| Date: | March 23, 2006 |
| Time: | 2:30 PM - 3:30 PM |
| Location: | 1507 Newell-Simon Hall |
| Speaker: |
Andrew McCallum Associate Professor, University of Massachusetts Amherst |
| Title: | Topic Models for Social Network Analysis and Bibliometrics |
| Abstract: |
Topic models, such as Latent Dirichlet Allocation and its progeny, are increasingly popular tools for summarization and knowledge discovery in text and other discrete data. This talk will present several new generative topic models that combine unstructured text with structured data, such as links, relations, time-stamps, and n-gram sequences. I will demonstrate these methods' capabilities in enabling role and group discovery in social network data, and enabling new bibliometric
impact measures mined from over 1 million research papers gathered by our new web portal, Rexa.info. Finally, I will briefly introduce very recent work in multi-conditional mixtures---alternative topic models that have some similarities to conditional random fields.
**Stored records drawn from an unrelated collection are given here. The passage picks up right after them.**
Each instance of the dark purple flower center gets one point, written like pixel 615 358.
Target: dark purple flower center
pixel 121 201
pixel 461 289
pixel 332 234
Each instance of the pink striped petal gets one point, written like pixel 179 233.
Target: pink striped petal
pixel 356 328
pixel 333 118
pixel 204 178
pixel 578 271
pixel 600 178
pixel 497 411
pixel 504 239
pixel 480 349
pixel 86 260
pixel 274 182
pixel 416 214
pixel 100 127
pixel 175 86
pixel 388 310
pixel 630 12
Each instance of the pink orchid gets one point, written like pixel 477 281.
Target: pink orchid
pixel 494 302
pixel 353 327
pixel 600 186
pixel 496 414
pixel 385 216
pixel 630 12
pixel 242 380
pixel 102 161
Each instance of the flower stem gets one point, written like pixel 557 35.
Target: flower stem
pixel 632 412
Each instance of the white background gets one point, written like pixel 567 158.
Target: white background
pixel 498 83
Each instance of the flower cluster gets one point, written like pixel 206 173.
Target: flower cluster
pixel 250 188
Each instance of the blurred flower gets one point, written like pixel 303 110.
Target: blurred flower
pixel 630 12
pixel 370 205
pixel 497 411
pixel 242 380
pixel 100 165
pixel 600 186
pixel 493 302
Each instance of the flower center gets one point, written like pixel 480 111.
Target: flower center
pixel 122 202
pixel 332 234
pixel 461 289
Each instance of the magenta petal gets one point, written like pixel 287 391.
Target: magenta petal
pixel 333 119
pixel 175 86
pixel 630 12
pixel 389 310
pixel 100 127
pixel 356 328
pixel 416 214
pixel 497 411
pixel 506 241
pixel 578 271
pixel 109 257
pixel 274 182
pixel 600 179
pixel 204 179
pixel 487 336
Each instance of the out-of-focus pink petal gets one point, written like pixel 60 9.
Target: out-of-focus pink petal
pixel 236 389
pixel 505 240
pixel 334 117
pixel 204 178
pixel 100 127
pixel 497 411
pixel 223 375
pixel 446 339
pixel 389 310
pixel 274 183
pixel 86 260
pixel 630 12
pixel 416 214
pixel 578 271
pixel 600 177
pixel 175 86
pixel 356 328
Joint work with colleagues at UMass: Xuerui Wang, Natasha Mohanty, Andres Corada, Chris Pal, Wei Li, David Mimno and Gideon Mann. |
| Speaker Bio: |
Andrew McCallum is an Associate Professor at University of
Massachusetts, Amherst. He was previously Vice President of Research
and Development at WhizBang Labs, a company that used machine learning
for information extraction from the Web. In the late 1990's he was a
Research Scientist and Coordinator at Justsystem Pittsburgh Research
Center, where he spearheaded the creation of CORA, an early research
paper search engine that used machine learning for spidering,
extraction, classification and citation analysis. He was a
post-doctoral fellow at Carnegie Mellon University after receiving his
PhD from the University of Rochester in 1995. He is an action editor
for the Journal of Machine Learning Research. For the past ten years, McCallum has been active in research on statistical machine learning applied to text, especially information extraction, document classification, clustering, finite state models, semi-supervised learning, and social network analysis. Web page: http://www.cs.umass.edu/~mccallum. |